06 May 2008

(Ir)responsibilty in the fourth estate

Another touch of synchronicity, this morning, between that part of Thinking Through My Fingers' post which deals with journalistic ethics and my own thinking over night.

There is a humanitarian disaster in Myanmar (aka Burma). The officially estimated death toll rose over a few hours from 350 to ten thousand, and the figure on offer this morning is fifteen thousand - it will probably rise further.

In the face of this, the normally rejectionist military régime in Myanmar has shown signs of considering unusual levels of international access for aid purposes.

Last night, more than one news organisation trumpeted their success in getting undercover reporters into forbidden areas. In normal times, I would applaud this refusal to accept censorship... but at a time when it could compromise the attitude of the régime to outsiders and, therefore, lives of thousands, I find myself uncertain.

I feel more than just uncertainty over a similar situation in Zimbabwe, since the election there.

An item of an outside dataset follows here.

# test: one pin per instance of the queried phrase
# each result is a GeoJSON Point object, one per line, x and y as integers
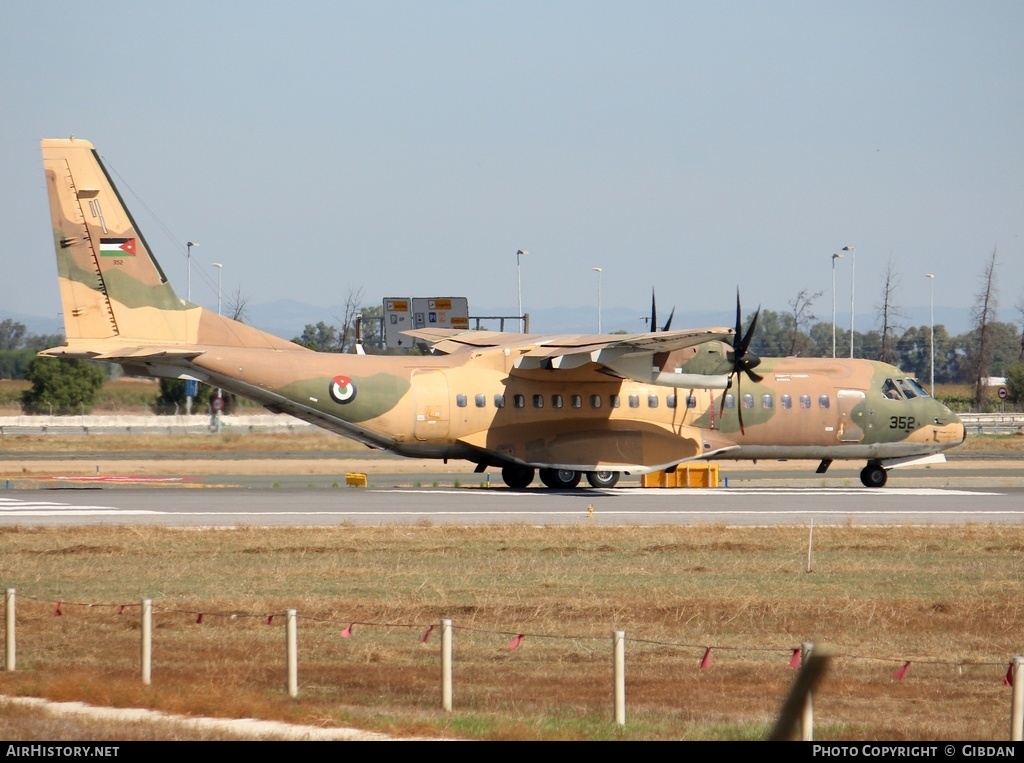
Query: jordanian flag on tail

The BBC put in an illegal roving reportage team (the BBC is banned from operating inside Zimbabwe) and I cheered. The team are taking risks, but that is their own decision to make. They are not, by virtue of being there, exposing others to risk; in fact, the light of publicity may conceivably help.

Then a rival British news organisation followed suit. Fair enough, the more the merrier. But then the rival team started sending out material which included conversations with recognisable individuals. Those individuals will still be there, vulnerable to violence, when the reporter and camera have moved on ... and that is sheer immoral irresponsibility. At that point, I was no longer cheering; I was disgusted.